Alice has a set of bowls of various sizes. She likes stacking her bowls upside down. A bowl can be stacked over another bowl if the smaller bowl can be completely enclosed by the larger bowl. This means the larger bowl can completely hide the smaller bowl.

For the example below, a bowl with a width of \(10\) cm and height \(10\) cm can stack over a bowl with a width of \(5\) cm and a height of \(5\) cm. In turn they can be stacked over by a bowl with a width of \(20\) cm and a height of \(20\) cm. This gives a single stack.
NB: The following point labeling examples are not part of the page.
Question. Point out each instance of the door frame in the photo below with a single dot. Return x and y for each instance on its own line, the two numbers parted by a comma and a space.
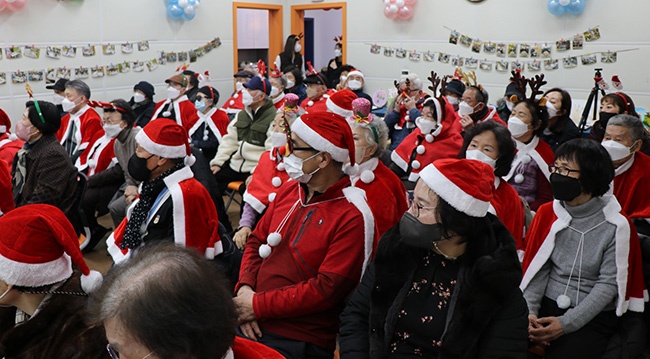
298, 18
276, 40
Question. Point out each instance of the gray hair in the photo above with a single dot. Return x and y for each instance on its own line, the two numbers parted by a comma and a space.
632, 123
80, 87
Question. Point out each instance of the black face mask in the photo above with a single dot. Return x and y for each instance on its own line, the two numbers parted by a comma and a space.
417, 234
565, 188
138, 168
A front view of three bowls flipped over so that their
openings lie on a flat surface. The height measures the distance from
top to bottom and the width measures the distance across the bowl. The
three bowls become a single stack with the medium bowl is inside the
large bowl and the small bowl is inside the medium bowl.
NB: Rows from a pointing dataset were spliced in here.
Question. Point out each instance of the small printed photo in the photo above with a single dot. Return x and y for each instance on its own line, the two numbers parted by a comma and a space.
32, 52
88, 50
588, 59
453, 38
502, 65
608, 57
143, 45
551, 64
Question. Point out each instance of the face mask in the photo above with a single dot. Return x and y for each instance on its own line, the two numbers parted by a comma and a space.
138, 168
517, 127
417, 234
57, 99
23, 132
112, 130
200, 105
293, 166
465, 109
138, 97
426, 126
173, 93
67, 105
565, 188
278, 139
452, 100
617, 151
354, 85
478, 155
On the other hand, a bowl with a width of \(20\) cm and a height of \(20\) cm cannot be stacked over a bowl of a width of \(25\) cm and a height of \(15\) cm. Also, a bowl with a width of \(25\) cm and a height of \(15\) cm cannot be stacked over a bowl of a width of \(20\) cm and a height of \(20\) cm.

Alice has the following set of bowls and starts stacking them. What is the fewest number of stacks that Alice can have?

Seven
bowls with the following dimensions, given as width by height: 45 by 45,
30 by 15, 25 by 35, 50 by 30, 40 by 25, 10 by 10, and 20 by 20.